# Telewest Pace 2000 Series - IR adaptor dongle



## nootopian (Jan 7, 2006)

Hi,

I activated my first TIVO on December 9th over the phone and ordered the adaptor required to allow the TIVO to change channels on the telewest pace 2000 digital box.

A month later and I still havent received it (despite my bank account being debited the same day with the reference 'sky subscription' which confused me completely)

Twice TIVO customer services (once I can get through) have told me somebody would call back but they havent. On the most recent call the best they could do is tell me they would email the appropriate person and get back to me. 

My girlfriend is mocking me, telling me I should have just bought SkyPlus. 

I understand the adaptor sold (and not yet delivered) by TIVO for 29.99 can be purchased online for £8 from
t i v o l a n d d o t c o m 
(sorry forum software wouldnt let me post url in normal form)

So I am going to try this and attempt to get a refund from TIVO. I believe most credit card companies will do this if an online order is not delivered within 30 days.

I hope this post may help save some people some time and money.


----------



## cwaring (Feb 12, 2002)

Firstly, welcome to the Tivolution. Secondly, please slap your poor, mis-informed and quite possibly dillusional GF for me 

Yes, Tivo CS in the UK is run by Sky Subscriber Services Ltd. Rest assured that that is _all_ they do for them though.

Also, when you do finaly get your dongle, if you place the wand just over the third digit and about an inch 'out' from the STB you should get 99.9% perfect channel changes


----------



## Parrot of Doom (Nov 23, 2004)

I've got one lying on a shelf mate, you can have it for P&P, lets say a tenner?

PM me if you want more details.


----------



## 6022tivo (Oct 29, 2002)

Hi, if it does turn up you should get a returns form also?? I did for a replacment peanut years ago.

I use a dongle (from ebay £5 in my case) with my Pace 2000, I NEVER need to reset my STB and always get 100% channel changes with it, so go get and enjoy your tivo.


----------



## nootopian (Jan 7, 2006)

Thanks so much for your help guys. I am starting to feel the love already.

Parrot - thanks for offer, I am watching an ebay auction right now and if that doesnt work out Ill be in touch.

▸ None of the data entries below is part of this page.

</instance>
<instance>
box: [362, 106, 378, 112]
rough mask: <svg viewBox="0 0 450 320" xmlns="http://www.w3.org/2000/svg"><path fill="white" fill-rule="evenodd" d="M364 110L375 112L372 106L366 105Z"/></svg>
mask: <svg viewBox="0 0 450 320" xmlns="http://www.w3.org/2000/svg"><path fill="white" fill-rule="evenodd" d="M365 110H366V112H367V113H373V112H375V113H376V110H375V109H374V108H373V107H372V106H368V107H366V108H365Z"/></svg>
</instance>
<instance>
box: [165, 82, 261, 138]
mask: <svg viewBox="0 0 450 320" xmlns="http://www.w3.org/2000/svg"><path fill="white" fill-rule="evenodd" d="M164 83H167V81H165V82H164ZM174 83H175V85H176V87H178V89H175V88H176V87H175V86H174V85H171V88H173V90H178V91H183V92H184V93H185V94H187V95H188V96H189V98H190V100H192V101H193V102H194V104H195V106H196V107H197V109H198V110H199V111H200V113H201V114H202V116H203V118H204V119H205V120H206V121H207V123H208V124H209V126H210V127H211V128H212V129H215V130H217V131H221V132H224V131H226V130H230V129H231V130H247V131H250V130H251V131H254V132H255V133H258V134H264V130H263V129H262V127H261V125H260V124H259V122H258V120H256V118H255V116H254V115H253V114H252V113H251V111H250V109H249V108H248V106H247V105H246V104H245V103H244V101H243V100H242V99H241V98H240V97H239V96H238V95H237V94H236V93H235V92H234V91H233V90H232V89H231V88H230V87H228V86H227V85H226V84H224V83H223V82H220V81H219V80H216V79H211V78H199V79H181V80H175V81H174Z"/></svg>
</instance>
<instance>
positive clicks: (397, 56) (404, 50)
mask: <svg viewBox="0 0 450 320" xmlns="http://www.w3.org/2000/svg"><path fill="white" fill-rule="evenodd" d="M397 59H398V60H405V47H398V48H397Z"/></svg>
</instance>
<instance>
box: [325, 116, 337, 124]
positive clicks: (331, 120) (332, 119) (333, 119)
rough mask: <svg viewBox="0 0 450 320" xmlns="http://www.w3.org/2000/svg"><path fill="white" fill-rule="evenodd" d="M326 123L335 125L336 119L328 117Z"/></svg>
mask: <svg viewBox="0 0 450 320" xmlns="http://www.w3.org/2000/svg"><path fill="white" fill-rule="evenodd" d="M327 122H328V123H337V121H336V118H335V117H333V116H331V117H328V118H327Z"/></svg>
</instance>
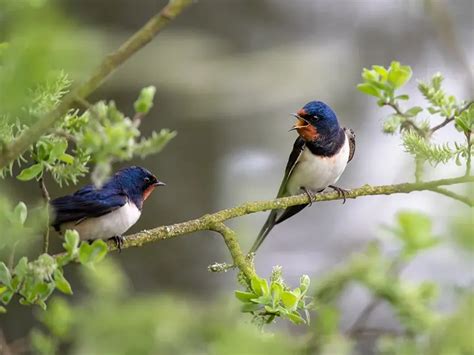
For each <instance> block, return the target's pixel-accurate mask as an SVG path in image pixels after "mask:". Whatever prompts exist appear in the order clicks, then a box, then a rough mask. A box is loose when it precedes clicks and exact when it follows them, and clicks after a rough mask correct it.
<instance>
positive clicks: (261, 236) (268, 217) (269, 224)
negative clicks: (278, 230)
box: [249, 210, 278, 253]
mask: <svg viewBox="0 0 474 355" xmlns="http://www.w3.org/2000/svg"><path fill="white" fill-rule="evenodd" d="M277 213H278V211H277V210H273V211H271V212H270V215H269V216H268V218H267V221H266V222H265V224H264V225H263V227H262V229H261V230H260V233H258V237H257V239H256V240H255V242H254V243H253V245H252V248H250V251H249V253H255V252H256V251H257V249H258V248H259V247H260V245H261V244H262V243H263V241H264V240H265V238H266V237H267V235H268V233H270V231H271V230H272V229H273V227H274V226H275V224H276V219H277Z"/></svg>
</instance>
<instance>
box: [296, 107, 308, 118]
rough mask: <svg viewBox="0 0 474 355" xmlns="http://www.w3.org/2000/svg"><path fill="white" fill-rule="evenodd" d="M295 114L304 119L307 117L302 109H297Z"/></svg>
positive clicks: (305, 110) (304, 110)
mask: <svg viewBox="0 0 474 355" xmlns="http://www.w3.org/2000/svg"><path fill="white" fill-rule="evenodd" d="M296 114H297V115H298V116H300V117H304V116H306V115H308V113H307V112H306V110H305V109H304V108H302V109H299V110H298V111H296Z"/></svg>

6022tivo - you returned a peanut? you are a better consumer activist than I can ever hope to be. good work.

im off to buy a lost dvd to make domestic peace.

thanks again


----------



## nootopian (Jan 7, 2006)

Today I received a package with SKY logos, it contained a despatch note for a Tivo cable adaptor and for some reason a...

scart lead

but no cable adaptor.

I would love to be a tivo evangelist like so many on these forums but they are making it very hard


----------



## cwaring (Feb 12, 2002)

You're not having much luck, are you  Hope you sort it all out soon. Believe me, after a week you'll wonder how you ever managed without one!


----------



## 6022tivo (Oct 29, 2002)

And I have only received a Peanut off them...  

BTW, A Peanut is what we call the remote..

You are not having much luck are you...


----------



## AMc (Mar 22, 2002)

nootopian - if I were you I would ring Tivo CS up and ask for a refund and then buy from Tivoland who have a good reputation here and are half the price! You've waited too long and got the wrong thing from Tivo CS.

Try not to be too discouraged. When I got my Tivo I had a Pace 4000 and wasn't expecting to need a dongle. The day I got my Tivo Telewest issued an update that broke IR control for the 4000 so I have to wait a week for a dongle from Tivo CS anyway - I guess they were more on the ball back then!

It is worth the wait but I sympathise that this must be frustrating.


----------